Educar a fondo a los hijos, para la verdadera
felicidad; programar, en cierta manera, un plan de formación y
seguirlo con flexibilidad y constancia, para transmitir los valores auténticos,
no es una tarea hercúlea que exija "mucho tiempo". Más
bien consiste en una constante del vivir.
¿HASTA QUÉ PUNTO
INFLUYE LA DEDICACION DE LOS PADRES EN LA FORMACION DE
SUS HIJOS? Wolfrang Amadeus Mozart a los siete años escribía
sonatas y a los doce, óperas. Parece increíble, pero alguien
lo hizo posible: su padre Leopoldo Mozart, un gran músico
que sacrificó sus muchas posibilidades de éxito para dedicarse por
entero a la educación del pequeño genio.
Robert Browning, cuando
contaba apenas cinco años, cierto día vio a su padre
leyendo un libro. "¿Qué lees, papá?". El padre levanta su
mirada llena de luz y contesta: "El sitio de Troya".
"¿Qué es Troya?", pregunta el niño.
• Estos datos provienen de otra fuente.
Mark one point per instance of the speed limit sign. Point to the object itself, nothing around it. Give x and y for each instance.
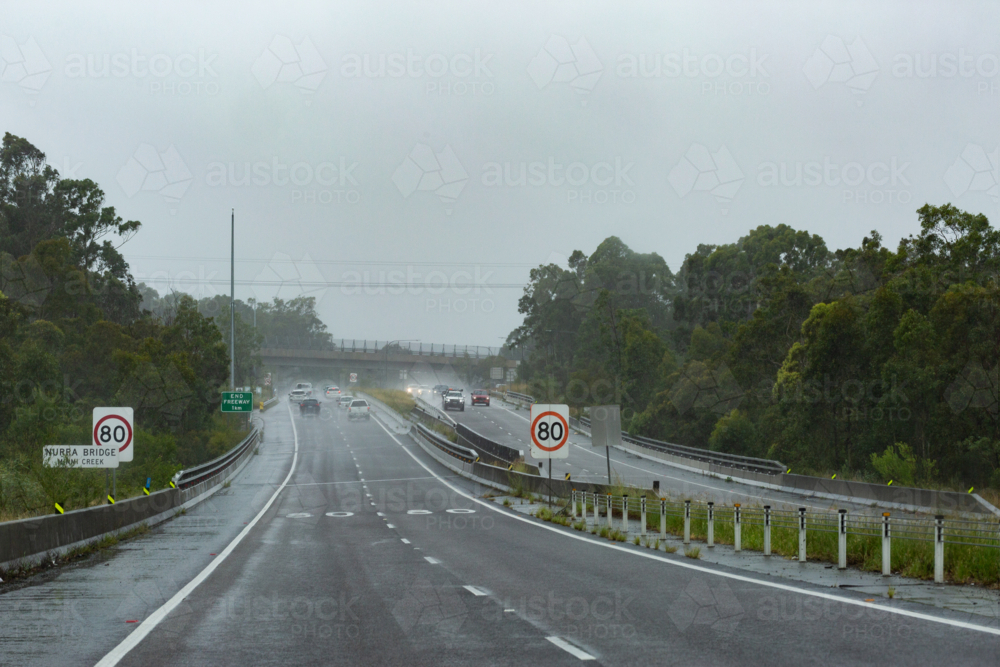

La respuesta no fue:
"Troya es una ciudad de la Antigua Grecia. Ahora vete
a jugar", sino que allí mismo, en el cuarto de
estar, el padre de Robert hizo con asientos y mesas
una especie de ciudad. Una silla de brazos hizo de
trono y en él puso al pequeño Robert. "Aquí tienes
a Troya, y tú eres el rey Príamo. Ahí está
Helena de Troya, bella y zalamera (señaló a la gata
bajo el escabel). Allá afuera, en el patio, ¿ves unos
perros grandes que tratan siempre de entrar en la casa?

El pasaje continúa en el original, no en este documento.